METHODS: In this multicenter, open-label, randomized noninferiority trial, we compared an empirical antifungal strategy with a preemptive one. Empirical treatment was defined as antibacterial treatment of patients who have persistent or recurrent fever. Preemptive treatment was defined as treatment of patients who have clinical, imaging, or galactomannan-antigen-assay evidence suggesting fungal disease. First-line antifungal treatment was amphotericin B deoxycholate (1 mg/kg/day) or liposomal amphotericin (3 mg/kg/day), depending on daily renal function. The primary efficacy outcome was the proportion of patients alive at 14 days after recovery from neutropenia.

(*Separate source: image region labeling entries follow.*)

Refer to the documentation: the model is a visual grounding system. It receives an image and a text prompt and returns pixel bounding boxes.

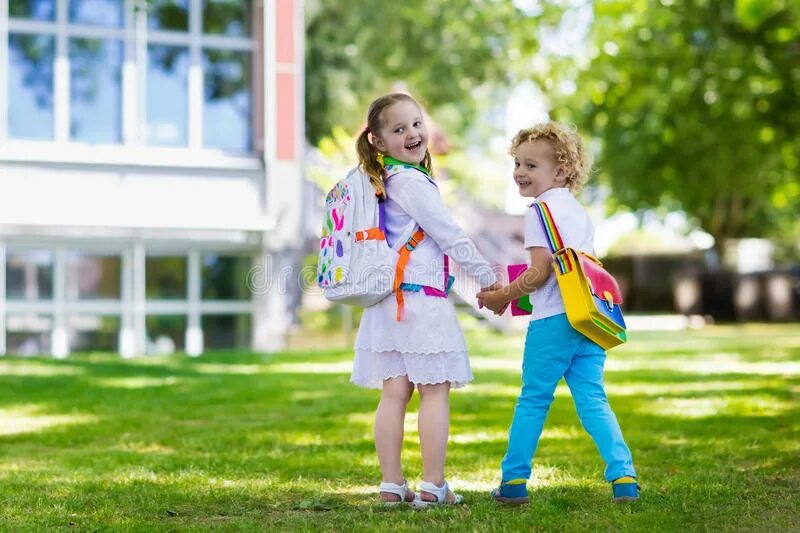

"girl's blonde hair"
[509,122,592,192]
[356,93,433,196]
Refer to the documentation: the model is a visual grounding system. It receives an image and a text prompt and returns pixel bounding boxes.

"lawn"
[0,325,800,531]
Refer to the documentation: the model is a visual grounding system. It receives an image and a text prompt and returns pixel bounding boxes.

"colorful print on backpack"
[317,181,352,287]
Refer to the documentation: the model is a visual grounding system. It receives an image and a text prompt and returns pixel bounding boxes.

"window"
[203,0,252,37]
[67,253,122,300]
[8,0,56,20]
[69,39,122,144]
[202,315,252,350]
[145,257,187,300]
[145,315,187,355]
[200,255,250,300]
[203,50,250,153]
[147,44,189,146]
[69,0,124,28]
[147,0,189,31]
[0,0,254,155]
[6,251,53,301]
[8,33,55,140]
[6,313,53,355]
[67,315,120,352]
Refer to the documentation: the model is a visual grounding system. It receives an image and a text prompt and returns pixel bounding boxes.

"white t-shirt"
[525,187,594,320]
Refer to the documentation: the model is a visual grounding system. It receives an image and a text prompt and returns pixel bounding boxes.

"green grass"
[0,325,800,531]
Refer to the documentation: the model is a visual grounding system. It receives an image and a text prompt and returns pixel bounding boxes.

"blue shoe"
[611,476,639,503]
[492,479,530,505]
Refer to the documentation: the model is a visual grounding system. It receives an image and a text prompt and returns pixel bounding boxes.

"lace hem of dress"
[353,345,466,355]
[350,373,472,389]
[350,350,472,389]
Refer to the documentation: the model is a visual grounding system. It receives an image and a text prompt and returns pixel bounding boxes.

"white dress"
[350,170,497,389]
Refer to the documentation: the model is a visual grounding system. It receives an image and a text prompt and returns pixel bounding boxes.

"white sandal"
[411,481,464,509]
[378,479,417,507]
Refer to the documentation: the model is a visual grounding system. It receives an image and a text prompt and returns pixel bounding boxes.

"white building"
[0,0,304,357]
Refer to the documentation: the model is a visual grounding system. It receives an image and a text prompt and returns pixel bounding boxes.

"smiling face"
[514,139,566,198]
[373,101,428,165]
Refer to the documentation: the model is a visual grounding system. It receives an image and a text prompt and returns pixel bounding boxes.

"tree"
[306,0,558,144]
[556,0,800,258]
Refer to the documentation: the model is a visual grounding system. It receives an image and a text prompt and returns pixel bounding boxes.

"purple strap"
[422,254,450,298]
[378,200,386,235]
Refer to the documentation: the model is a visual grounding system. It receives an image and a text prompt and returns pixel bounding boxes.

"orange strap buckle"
[394,229,425,322]
[356,228,386,242]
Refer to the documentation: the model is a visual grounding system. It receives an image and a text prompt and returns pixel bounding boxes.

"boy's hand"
[475,281,503,309]
[478,290,508,315]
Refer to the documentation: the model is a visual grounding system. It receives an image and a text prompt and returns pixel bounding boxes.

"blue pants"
[502,314,636,481]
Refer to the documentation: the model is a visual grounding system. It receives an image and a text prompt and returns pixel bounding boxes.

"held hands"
[477,282,509,315]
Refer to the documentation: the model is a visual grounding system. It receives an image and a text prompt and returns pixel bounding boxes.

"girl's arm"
[389,171,497,287]
[478,246,553,312]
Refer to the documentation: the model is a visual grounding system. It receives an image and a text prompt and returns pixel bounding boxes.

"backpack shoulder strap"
[531,202,564,254]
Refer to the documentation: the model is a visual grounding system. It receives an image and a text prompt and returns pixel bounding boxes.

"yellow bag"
[532,202,628,350]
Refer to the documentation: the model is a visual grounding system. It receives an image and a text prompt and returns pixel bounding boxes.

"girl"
[351,93,498,507]
[478,122,639,503]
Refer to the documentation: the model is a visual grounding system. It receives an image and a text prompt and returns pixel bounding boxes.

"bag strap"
[394,229,425,322]
[531,202,572,274]
[531,202,564,254]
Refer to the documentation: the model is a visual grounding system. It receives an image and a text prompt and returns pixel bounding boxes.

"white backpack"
[317,168,398,307]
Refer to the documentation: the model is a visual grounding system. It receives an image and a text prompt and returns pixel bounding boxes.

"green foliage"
[0,325,800,532]
[306,0,556,144]
[556,0,800,251]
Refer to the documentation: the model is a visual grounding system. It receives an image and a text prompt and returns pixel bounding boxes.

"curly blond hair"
[509,122,592,192]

RESULTS: The median duration of neutropenia (neutrophil count, <500 cells/mm3) for the 293 patients enrolled was 18 days (range, 5-69 days). By intention-to-treat analysis, survival was 97.3% with empirical treatment and 95.1% with preemptive treatment. The lower 95% confidence limit for the difference in mortality was -5.9%, which was within the noninferiority margin of -8%. Probable or proven invasive fungal infections were more common among patients who received preemptive treatment than among patients who received empirical treatment (13 of 143 vs. 4 of 150; P < .05), and most infections occurred during induction therapy (12 of 73 patients in the preemptive treatment group vs. 3 of 78 patients in the empirical treatment group were infected during induction therapy; P < .01). Preemptive treatment did not decrease nephrotoxicity but decreased costs of antifungal therapy by 35%.

CONCLUSIONS: Preemptive treatment increased the incidence of invasive fungal disease, without increasing mortality, and decreased the costs of antifungal drugs. Empirical treatment may provide better survival rates for patients receiving induction chemotherapy.